2. Phil Spector was a particular inspiration to Brian Wilson’s musical approach.
It’s well-known that Wilson was fascinated with producer Phil Spector’s pioneering production methods, taking every opportunity he could to hang out around the producer. In I Am Brian Wilson, the Beach Boy recalls the first time he hears the famed Spector Wall of Sound on the Ronettes’ “Be My Baby” in the fall of 1963. “I think I said something out loud, even though I was the only one in the car. I said, 'What in the heck?' and then I pulled over to the side of the road and listened to the rest of the record so I could hear the chorus again.” Shortly after hearing the song, Wilson would drive directly to Spector's studio to meet him and the two discussed music. "I think I learned the most from listening to Phil Spector's records," Wilson writes. "I always say he's the one who taught me how to produce records." Additionally, in the late ‘90s Wilson would meet “Be My Baby” songwriter Ellie Greenwich backstage after a show, conveying to her how he felt she had written the song specifically for him. “Every single day I wake up and thank you,” he told a confused Greenwich.
3. Wilson failed music class in high school
Wilson actually failed music in high school because he didn’t know how to write classical music. Despite this, Wilson talks favourably about classical composers and thinks of Bach when people ask him about what musicians he identifies with. “I would have been like Bach, using counterpoint, layering things," Wilson writes. "Of all the composers, he’s the one who makes the most sense to me.” Although his music school teacher Fred Morgan failed him, Wilson admits Morgan provoked him to look at music differently. The two would reconvene at a high school reunion after Wilson had gained success with the Beach Boys. Morgan told him, “You failed my class, but you scored big in music.”
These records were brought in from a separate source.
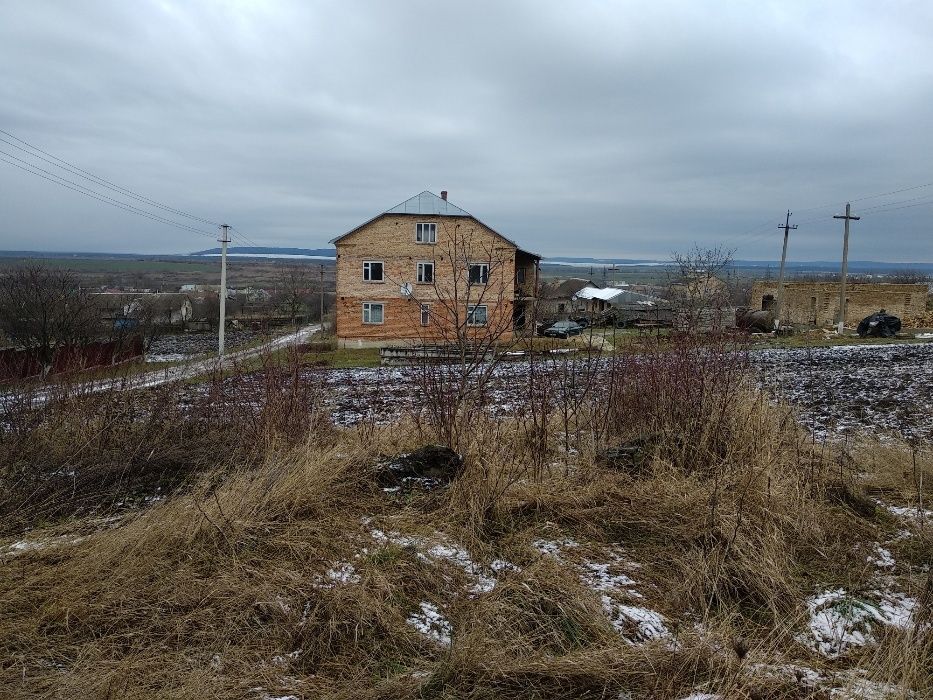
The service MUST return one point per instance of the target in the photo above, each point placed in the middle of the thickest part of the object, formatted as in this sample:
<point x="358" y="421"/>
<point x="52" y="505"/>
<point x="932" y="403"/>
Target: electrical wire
<point x="80" y="189"/>
<point x="80" y="172"/>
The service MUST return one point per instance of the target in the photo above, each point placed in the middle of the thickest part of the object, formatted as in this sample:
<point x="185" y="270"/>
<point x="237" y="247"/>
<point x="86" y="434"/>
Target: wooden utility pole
<point x="780" y="305"/>
<point x="224" y="240"/>
<point x="845" y="262"/>
<point x="322" y="299"/>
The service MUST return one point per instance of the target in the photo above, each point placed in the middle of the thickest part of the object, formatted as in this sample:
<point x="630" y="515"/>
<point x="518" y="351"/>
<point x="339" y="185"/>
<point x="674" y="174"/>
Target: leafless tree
<point x="45" y="309"/>
<point x="294" y="291"/>
<point x="696" y="288"/>
<point x="466" y="309"/>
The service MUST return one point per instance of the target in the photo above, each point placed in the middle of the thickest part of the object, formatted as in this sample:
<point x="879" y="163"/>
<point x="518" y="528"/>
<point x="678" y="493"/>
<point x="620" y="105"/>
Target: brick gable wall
<point x="390" y="239"/>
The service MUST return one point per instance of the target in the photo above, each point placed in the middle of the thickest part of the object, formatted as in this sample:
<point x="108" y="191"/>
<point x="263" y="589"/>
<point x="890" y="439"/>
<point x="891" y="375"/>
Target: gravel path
<point x="871" y="388"/>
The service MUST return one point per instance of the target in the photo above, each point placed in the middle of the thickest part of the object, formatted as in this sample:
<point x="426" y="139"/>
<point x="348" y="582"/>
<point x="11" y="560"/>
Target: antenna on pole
<point x="845" y="263"/>
<point x="780" y="305"/>
<point x="224" y="240"/>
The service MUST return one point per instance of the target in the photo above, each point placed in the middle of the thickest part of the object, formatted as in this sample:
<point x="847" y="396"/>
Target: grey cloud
<point x="585" y="128"/>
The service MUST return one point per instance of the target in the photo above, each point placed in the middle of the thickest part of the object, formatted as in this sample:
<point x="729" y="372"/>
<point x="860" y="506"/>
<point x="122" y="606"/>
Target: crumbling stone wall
<point x="817" y="303"/>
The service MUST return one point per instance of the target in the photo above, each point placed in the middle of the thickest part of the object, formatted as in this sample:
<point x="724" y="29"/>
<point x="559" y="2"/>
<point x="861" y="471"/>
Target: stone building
<point x="428" y="271"/>
<point x="817" y="303"/>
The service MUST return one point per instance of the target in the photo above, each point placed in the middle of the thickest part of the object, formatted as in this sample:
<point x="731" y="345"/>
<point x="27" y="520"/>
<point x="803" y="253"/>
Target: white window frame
<point x="426" y="232"/>
<point x="483" y="276"/>
<point x="368" y="313"/>
<point x="368" y="270"/>
<point x="471" y="315"/>
<point x="422" y="265"/>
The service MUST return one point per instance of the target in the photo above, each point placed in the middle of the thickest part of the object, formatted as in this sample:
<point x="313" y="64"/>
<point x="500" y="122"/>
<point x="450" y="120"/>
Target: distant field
<point x="169" y="272"/>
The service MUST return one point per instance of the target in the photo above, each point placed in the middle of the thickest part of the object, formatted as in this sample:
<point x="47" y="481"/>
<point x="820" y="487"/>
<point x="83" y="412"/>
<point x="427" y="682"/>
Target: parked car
<point x="563" y="329"/>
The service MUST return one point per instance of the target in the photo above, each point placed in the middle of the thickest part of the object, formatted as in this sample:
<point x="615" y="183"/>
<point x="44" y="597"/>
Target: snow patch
<point x="881" y="558"/>
<point x="446" y="551"/>
<point x="636" y="624"/>
<point x="839" y="621"/>
<point x="343" y="573"/>
<point x="431" y="623"/>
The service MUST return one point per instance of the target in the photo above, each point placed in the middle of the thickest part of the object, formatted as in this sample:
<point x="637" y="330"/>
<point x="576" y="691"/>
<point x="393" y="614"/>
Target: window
<point x="426" y="233"/>
<point x="372" y="312"/>
<point x="479" y="273"/>
<point x="425" y="273"/>
<point x="476" y="315"/>
<point x="372" y="271"/>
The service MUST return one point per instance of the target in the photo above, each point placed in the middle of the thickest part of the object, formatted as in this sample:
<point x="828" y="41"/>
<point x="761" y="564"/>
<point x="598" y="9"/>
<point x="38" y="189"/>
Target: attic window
<point x="372" y="271"/>
<point x="426" y="233"/>
<point x="479" y="273"/>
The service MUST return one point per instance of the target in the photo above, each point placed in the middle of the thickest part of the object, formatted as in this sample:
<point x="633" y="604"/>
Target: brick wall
<point x="818" y="302"/>
<point x="390" y="239"/>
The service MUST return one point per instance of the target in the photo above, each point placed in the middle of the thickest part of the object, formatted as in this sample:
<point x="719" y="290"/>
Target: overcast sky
<point x="623" y="129"/>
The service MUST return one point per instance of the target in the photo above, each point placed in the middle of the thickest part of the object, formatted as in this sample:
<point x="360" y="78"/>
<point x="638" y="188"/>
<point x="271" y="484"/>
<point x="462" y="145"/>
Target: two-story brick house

4. Recording "Good Vibrations" was one of the highlights of his life
Wilson says there were more than 80 hours of tape dedicated to all the vocal parts and early takes of “Good Vibrations,” making it one of the most expensive songs ever produced at the time. “The whole thing took about seven months, and the cost was gigantic, more than fifty thousand dollars. At the time, a Cadillac DeVille cost around five thousand.” But for Wilson, it was entirely worth it. “It was one of the greatest moments of my life. It’s hard to say that one song is the top floor of the building you’re trying to build ... but nothing’s higher than 'Good Vibrations.'”
5. He’s aware of the Barenaked Ladies song “Brian Wilson”
Wilson writes that performing the Barenaked Ladies’ “Brian Wilson” was the “strangest song” his band played while on tour with Paul Simon. The song by the Canadian band was brought to Wilson’s attention by members of his own band. Wilson had been unaware of the song’s existence before that. In a bit of a meta moment in the book, Wilson describes the song as "about a guy who is trying to write a song and can’t and he compares himself to me when I was under the treatment of Dr. Landy." Wilson appears to give the song his blessing, saying, "I was cool with playing the song if we did a good job."